Book Title: Sermons on the Beatitudes 
Author : John Calvin 
Price: $ 20.00 
ISBN#: 0851519342 
Binding: Cloth-bound 
Page Count : 128 
Description: Among the many activities which claimed Calvin’s attention during his long ministry in Geneva (1536-1538; 1541-1564), preaching was the most public and perhaps the most influential. Public because, for many years, twice on Sundays and daily in alternate weeks, the Reformer stood before a congregation of townsfolk, refugees and visitors to teach, warn, appeal, counsel, admonish, and encourage. Influential because, vital as the Institutes, commentaries and treatises were to the defense and propagation of Christian doctrine, it was the Word preached and applied from the pulpit which above all fashioned Geneva’s evangelical culture and made it the nerve-centre of Reformed Protestantism. This volume presents readers with a short series of sermons on the Beatitudes, translated for the first time into English by Robert White. They comprise Calvin’s exposition of Matthew 5:1-12, Mark 3:13-19 and Luke 6:12-26. Five sermons were preached on the Beatitudes in the course of an extended treatment of the Synoptic Gospels. Begun in July 1559, this series had still not been completed by February 1564, when ill health forced the Reformer’s retirement from the pulpit. His absence was to be permanent: he died three months later, in May 1564. The late date of these sermons, therefore, marks them out as a definitive example of the Reformer’s mature pulpit style. They represent his very last effort to elucidate a New Testament text in the context of regular public worship. Translated into a modern idiom, this book will transport the reader back into sixteenth-century Geneva, where he can hear the Reformer preach on issues of perennial Christian concern. 

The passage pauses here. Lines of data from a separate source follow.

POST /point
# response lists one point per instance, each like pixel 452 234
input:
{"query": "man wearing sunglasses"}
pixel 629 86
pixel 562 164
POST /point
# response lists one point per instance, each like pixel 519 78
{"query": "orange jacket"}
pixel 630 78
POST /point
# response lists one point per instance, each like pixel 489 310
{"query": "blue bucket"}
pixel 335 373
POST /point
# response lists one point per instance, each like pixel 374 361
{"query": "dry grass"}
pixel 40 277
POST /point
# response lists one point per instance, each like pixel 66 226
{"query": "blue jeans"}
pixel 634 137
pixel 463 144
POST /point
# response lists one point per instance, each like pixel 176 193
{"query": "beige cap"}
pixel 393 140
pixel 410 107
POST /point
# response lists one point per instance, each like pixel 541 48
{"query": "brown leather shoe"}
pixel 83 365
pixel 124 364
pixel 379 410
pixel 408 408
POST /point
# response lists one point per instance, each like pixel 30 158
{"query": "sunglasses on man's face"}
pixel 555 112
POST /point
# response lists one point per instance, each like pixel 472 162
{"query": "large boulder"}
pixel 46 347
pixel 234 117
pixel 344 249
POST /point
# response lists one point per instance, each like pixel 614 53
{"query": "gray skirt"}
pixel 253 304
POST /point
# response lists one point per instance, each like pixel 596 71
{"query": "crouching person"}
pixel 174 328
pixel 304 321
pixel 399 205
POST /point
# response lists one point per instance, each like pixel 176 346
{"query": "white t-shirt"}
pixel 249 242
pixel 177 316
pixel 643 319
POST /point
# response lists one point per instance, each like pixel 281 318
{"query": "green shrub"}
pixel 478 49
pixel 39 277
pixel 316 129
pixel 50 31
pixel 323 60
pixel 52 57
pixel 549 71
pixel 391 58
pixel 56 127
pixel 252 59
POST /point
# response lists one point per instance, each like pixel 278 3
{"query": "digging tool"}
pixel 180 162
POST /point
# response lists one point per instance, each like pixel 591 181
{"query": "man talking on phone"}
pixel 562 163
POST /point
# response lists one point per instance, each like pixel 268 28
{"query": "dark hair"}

ABOUT THE TRANSLATOR Until recently Robert White taught in the Department of French Studies, University of Sydney, Australia, and has a specialist interest in the Reformation in French-speaking areas of Europe.


----------



## crhoades (Oct 16, 2006)

Very Cool. I checked a few places and they don't have them for sell yet. Know of anywhere stateside? Amazon said up to 3 weeks...


----------



## VirginiaHuguenot (Oct 16, 2006)

According to Steve Burlew, copies have arrived at Banner of Truth's PA office as of last week.


----------



## Semper Fidelis (Oct 16, 2006)

Wow. That sounds great. Months ago I decided to take up and read Calvin's commentaries on Galatians when I was leading a Bible study on the book. I was not prepared for how profound his insights would be. His insights into the Word of God simply blow you away at times.


----------



## crhoades (Oct 18, 2006)

Westminster Bookstore has it for 30% off @ $14.00.


----------



## VirginiaHuguenot (Oct 18, 2006)

> _Originally posted by crhoades_
> Westminster Bookstore has it for 30% off @ $14.00.



Cool beans!


----------